1. Febrile diseases When the symptoms of systemic infection of acute pyelonephritis are prominent and the local symptoms of urinary tract are not obvious, it is easy to be confused with febrile diseases such as malaria, typhoid, sepsis, etc. Misdiagnosis accounts for about 40%, but if detailed Asking about the medical history, especially paying attention to the significant chills and snoring of the ribs often indicate the possibility of the disease. It is not difficult to identify through urine sediment and bacteriological examination.

2. Abdominal organ inflammation Some acute pyelonephritis may have no local symptoms of urinary tract, but manifested as abdominal pain, nausea, vomiting, fever, increased white blood cells, etc., easily misdiagnosed as acute gastroenteritis, appendicitis and female attachment inflammation.

3. Identification of a small number of cases with FHCS should be noted with the identification of Fits-Hhagh-Curts syndrome (FHCS), Curts of 1930, first reported by Fits-Hugh in 1934, the patient is characterized by gonococcal salpingitis with perihepatitis, Later, it was found that the same symptoms were found in Chlamydia trachomatis infection.
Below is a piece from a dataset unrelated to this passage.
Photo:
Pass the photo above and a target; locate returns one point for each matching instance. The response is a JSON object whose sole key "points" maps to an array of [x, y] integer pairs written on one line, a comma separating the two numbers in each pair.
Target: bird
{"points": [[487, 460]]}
At present, the perihepatitis associated with pelvic inflammatory disease is called FHCS. Women of childbearing age have gynecological symptoms first, then right upper quadrant pain, no liver, gallbladder or pancreas examination. In case of abnormality, the syndrome should be differentiated from right pyelonephritis, and urinary bacteriological examination can help to distinguish the two.